Sozialwissenschaftliche Erhebung zum Verhältnis von Individuum und Gesellschaft in 20 europäischen Ländern und Israel

Die Grenzen zwischen den Ländern Europas verschwinden nicht erst seit der Einführung des Euro zunehmend. Der Prozess der europäischen Integration ist in den vergangenen Jahren vor allem auf wirtschaftlicher Ebene mit hoher Geschwindigkeit vorangetrieben worden. Doch wie sieht vor diesem Hintergrund die Entwicklung in den einzelnen Ländern Europas aus? Wie nehmen Menschen in den verschiedenen Ländern die politischen, wirtschaftlichen und kulturellen Veränderungen wahr? Welche Verhaltensweisen und individuellen Orientierungen stehen den jeweiligen gesellschaftlichen Entwicklungen gegenüber?

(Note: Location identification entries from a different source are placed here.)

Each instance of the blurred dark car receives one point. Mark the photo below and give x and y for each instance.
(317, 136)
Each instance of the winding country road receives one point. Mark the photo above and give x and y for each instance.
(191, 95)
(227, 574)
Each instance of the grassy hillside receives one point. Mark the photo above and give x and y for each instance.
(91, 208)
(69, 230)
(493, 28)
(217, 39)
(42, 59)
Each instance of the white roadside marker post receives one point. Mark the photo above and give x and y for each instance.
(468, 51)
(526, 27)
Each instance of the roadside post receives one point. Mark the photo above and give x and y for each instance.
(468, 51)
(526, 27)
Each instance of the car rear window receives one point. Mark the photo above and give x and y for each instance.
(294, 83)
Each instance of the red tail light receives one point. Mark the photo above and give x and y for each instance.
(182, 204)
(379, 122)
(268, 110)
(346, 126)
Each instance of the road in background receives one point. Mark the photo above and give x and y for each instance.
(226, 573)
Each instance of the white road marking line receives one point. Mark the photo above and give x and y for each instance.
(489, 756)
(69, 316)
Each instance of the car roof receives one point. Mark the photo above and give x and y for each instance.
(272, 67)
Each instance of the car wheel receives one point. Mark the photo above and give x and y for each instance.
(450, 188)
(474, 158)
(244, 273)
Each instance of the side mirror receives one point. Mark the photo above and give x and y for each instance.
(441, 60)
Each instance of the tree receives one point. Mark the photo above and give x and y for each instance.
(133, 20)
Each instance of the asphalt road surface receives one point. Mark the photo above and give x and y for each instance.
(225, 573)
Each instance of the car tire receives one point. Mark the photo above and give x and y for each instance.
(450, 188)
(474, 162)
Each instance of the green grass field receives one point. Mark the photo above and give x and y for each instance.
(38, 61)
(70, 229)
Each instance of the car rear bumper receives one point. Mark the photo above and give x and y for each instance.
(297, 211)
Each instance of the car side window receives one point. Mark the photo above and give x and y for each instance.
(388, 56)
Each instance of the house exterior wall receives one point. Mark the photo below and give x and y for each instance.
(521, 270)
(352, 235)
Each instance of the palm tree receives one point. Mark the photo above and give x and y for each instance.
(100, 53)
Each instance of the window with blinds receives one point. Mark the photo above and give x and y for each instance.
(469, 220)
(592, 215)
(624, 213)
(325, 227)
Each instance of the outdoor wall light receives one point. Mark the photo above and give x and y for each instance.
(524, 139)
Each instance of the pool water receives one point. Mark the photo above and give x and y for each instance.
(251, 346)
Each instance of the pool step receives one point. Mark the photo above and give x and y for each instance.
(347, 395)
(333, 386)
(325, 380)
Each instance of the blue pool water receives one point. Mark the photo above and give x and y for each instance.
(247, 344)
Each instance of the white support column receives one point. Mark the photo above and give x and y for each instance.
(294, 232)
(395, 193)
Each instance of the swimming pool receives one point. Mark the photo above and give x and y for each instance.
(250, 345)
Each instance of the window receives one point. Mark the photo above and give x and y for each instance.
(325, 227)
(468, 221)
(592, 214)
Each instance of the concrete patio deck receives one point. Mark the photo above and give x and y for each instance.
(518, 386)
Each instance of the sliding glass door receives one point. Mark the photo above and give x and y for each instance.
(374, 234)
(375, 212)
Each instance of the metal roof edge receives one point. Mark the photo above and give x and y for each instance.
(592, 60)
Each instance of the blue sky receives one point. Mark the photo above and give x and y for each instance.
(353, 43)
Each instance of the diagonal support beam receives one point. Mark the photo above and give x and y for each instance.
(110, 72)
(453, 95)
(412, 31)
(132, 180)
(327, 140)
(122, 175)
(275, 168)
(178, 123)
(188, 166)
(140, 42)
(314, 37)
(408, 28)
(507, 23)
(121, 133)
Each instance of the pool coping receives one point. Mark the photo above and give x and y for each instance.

Mit diesen Fragen beschäftigt sich das multinationale Projekt "European Social Survey" (ESS), das in diesem Jahr europaweit eine repräsentative Bevölkerungsumfrage durchführt. Mit einem standardisierten Fragebogen und weiteren bewährten Erhebungsinstrumenten werden zeitgleich Menschen in der Mehrzahl der Trägerstaaten der European Science Foundation (ESF) und in Israel über Probleme des politischen und gesellschaftlichen Zusammenlebens befragt. Mit Beschluss ihres Hauptausschusses vom 31. Januar 2002 fördert die Deutsche Forschungsgemeinschaft (DFG) die Durchführung der ersten Erhebungsphase in Deutschland von 2002 bis 2003 mit einer Summe von rund 595.000 Euro. Unter der Leitung von Prof. Dr. Jan Willem van Deth vom Mannheimer Zentrum für Europäische Sozialforschung (MZES) der Universität Mannheim werden Personen ab 15 Jahren befragt, die in einem privaten Haushalt leben, ungeachtet ihrer Nationalität, Staatsbürgerschaft, Sprache oder Rechtsstellung.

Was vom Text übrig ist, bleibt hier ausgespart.